Kranti Chalamalasetti

“How can AI move from clever prototypes to reliable partners that collaborate with humans in the real world?”

Kranti ChalamalasettiKranti Chalamalasetti is a fourth‑year PhD researcher based in Potsdam, working in the Computational Linguistics department at the intersection of artificial intelligence, language understanding, and human‑machine interaction.

Her research focuses on enabling AI systems to act as interactive agents that understand instructions, plan actions, and collaborate with humans in real‑world settings.

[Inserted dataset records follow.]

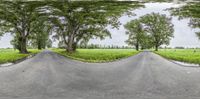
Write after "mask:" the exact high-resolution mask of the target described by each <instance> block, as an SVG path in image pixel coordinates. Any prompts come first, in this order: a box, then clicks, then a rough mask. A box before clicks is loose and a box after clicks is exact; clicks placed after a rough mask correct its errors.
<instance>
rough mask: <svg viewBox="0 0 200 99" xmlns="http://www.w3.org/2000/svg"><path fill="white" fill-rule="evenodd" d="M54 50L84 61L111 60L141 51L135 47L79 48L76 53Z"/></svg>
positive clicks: (65, 51)
mask: <svg viewBox="0 0 200 99" xmlns="http://www.w3.org/2000/svg"><path fill="white" fill-rule="evenodd" d="M53 51H54V52H56V53H59V54H61V55H63V56H66V57H69V58H72V59H76V60H80V61H84V62H109V61H114V60H118V59H121V58H126V57H129V56H132V55H135V54H137V53H139V52H138V51H135V50H133V49H78V50H77V51H76V52H75V53H67V52H66V51H65V50H63V49H53Z"/></svg>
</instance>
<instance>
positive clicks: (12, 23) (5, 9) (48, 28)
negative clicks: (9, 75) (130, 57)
mask: <svg viewBox="0 0 200 99" xmlns="http://www.w3.org/2000/svg"><path fill="white" fill-rule="evenodd" d="M139 7H142V5H141V4H140V3H139V2H134V1H123V2H122V1H70V0H59V1H53V0H48V1H47V0H44V1H22V0H16V1H0V30H1V33H0V35H2V34H3V33H11V34H12V35H14V39H13V40H12V44H13V45H14V47H15V48H17V49H18V50H19V51H20V53H27V52H28V51H27V44H28V43H31V44H32V45H34V46H37V47H38V49H41V48H44V47H46V46H47V45H48V46H50V45H51V43H52V41H51V39H49V35H54V36H53V38H54V39H58V40H59V41H60V42H61V43H63V45H65V48H66V50H67V51H68V52H74V51H75V50H76V48H77V45H78V44H79V43H87V42H88V41H89V40H90V39H92V38H100V39H104V38H105V37H108V36H110V37H111V34H110V32H109V31H108V30H107V29H106V27H107V26H108V25H109V26H112V27H113V28H118V26H119V25H120V23H119V21H118V18H119V17H120V16H121V15H123V14H131V13H130V11H131V10H132V9H135V8H139Z"/></svg>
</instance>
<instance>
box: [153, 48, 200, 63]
mask: <svg viewBox="0 0 200 99" xmlns="http://www.w3.org/2000/svg"><path fill="white" fill-rule="evenodd" d="M155 53H157V54H159V55H161V56H163V57H165V58H167V59H172V60H176V61H181V62H187V63H195V64H200V49H162V50H159V51H158V52H155Z"/></svg>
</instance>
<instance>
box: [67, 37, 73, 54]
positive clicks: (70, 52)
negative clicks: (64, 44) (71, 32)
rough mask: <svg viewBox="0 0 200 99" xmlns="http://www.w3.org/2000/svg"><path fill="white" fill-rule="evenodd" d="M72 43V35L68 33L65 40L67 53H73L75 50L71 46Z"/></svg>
mask: <svg viewBox="0 0 200 99" xmlns="http://www.w3.org/2000/svg"><path fill="white" fill-rule="evenodd" d="M73 44H74V37H73V35H70V36H69V38H68V42H67V44H66V45H67V47H66V51H67V52H69V53H73V52H74V51H75V50H74V48H73Z"/></svg>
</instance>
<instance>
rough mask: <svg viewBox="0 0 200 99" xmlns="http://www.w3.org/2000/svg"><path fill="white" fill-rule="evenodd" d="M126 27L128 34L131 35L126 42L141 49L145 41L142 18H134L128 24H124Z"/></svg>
mask: <svg viewBox="0 0 200 99" xmlns="http://www.w3.org/2000/svg"><path fill="white" fill-rule="evenodd" d="M124 27H125V28H126V29H127V32H126V34H127V35H129V38H128V40H127V41H126V43H127V44H128V45H134V46H135V48H136V50H139V46H140V44H141V43H142V42H143V39H144V35H145V34H144V29H143V27H142V24H141V22H140V20H138V19H135V20H132V21H130V22H128V23H127V24H126V25H124Z"/></svg>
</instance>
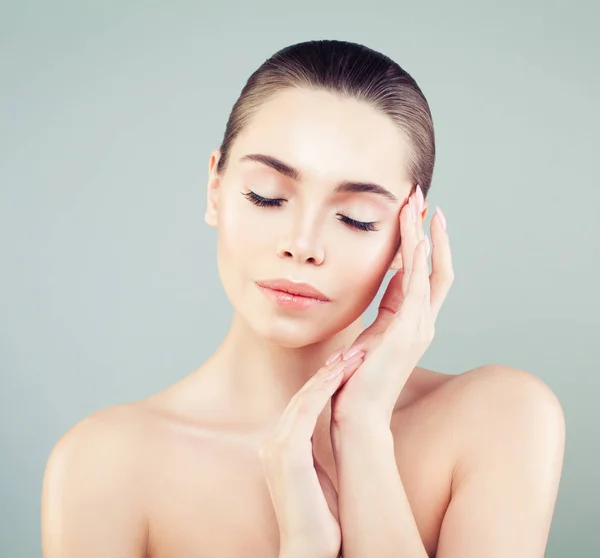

  • Industry relevance tags: AI, Human–AI interaction, Automation, Intelligent systems
  • Core research problem: How AI systems can become reliable interactive agents that understand instructions, collaborate with humans, and operate safely in real-world environments.

“I want AI systems that people can actually rely on; tools that work with humans in the real world.

Kranti Chalamalasetti, The Short Version

Kranti Chalamalasetti is a fourth‑year PhD researcher in computational linguistics at the University of Potsdam, working on interactive AI systems that can understand language, plan actions, and collaborate with humans.

Her research explores dialogue games, task‑oriented dialogue systems, and collaborative building scenarios inspired by industrial assembly, with a strong focus on evaluation and reliability.

She is particularly motivated by bridging research and practice, and by learning how AI ideas move from prototypes into robust, usable tools.

Outside of research, reading, podcasts, conversations with people from different backgrounds, and spending time outdoors help her recharge and stay curious.

Building AI That Can Collaborate

Kranti’s doctoral work lies at the heart of a pressing question in AI research: how to design systems that can meaningfully collaborate with humans. She studies AI as an interactive agent, capable of understanding instructions, planning actions, and adapting through interaction. 

She explores these challenges through interactive scenarios such as dialogue games, collaborative building tasks inspired by industrial assembly, and task‑oriented dialogue systems.

These settings allow her to test how AI systems behave when instructions are imperfect, and coordination matters.

From Performance to Reliability

A defining aspect of Kranti’s work is her focus on evaluation. Alongside building models, she develops evaluation frameworks that reveal where systems succeed and where they break down.

This perspective reflects a broader ambition: moving toward understanding reliability, failure modes, and practical usefulness. Her goal is to help AI systems earn trust in real‑world applications such as automation, human‑AI collaboration, and intelligent assistants.

“If we want AI in the real world, we need to understand not only when it works, but when and why it fails.”

Curiosity Beyond a Single Discipline

Outside her core research, Kranti has broad and exploratory interests. She is curious about how AI connects with the economy, industry, and real‑world systems, and how interdisciplinary perspectives can strengthen technical work.

This curiosity drives her to think beyond academic boundaries and consider how language technologies interact with organizational processes, products, and human workflows.

Looking for Industry and Interdisciplinary Bridges

Kranti is especially interested in collaborations that connect research with practice. She would benefit from working with industry partners in robotics, automation, and human‑AI interaction, where real‑world constraints expose gaps that academic settings often miss.

She is also keen to connect with entrepreneurs, product teams, and applied research labs to learn how research prototypes become robust, scalable tools.

For her, networking is not only about collaboration, but about understanding the full journey from idea to impact.

Inspired by Ideas and People

Outside of work, Kranti draws energy from exploring new ideas through reading, podcasts, and conversations with people from diverse backgrounds. These exchanges help her challenge assumptions and see her work from new perspectives.

Spending time outdoors plays an equally important role, helping her clear her mind, recharge, and maintain balance during an intense PhD journey.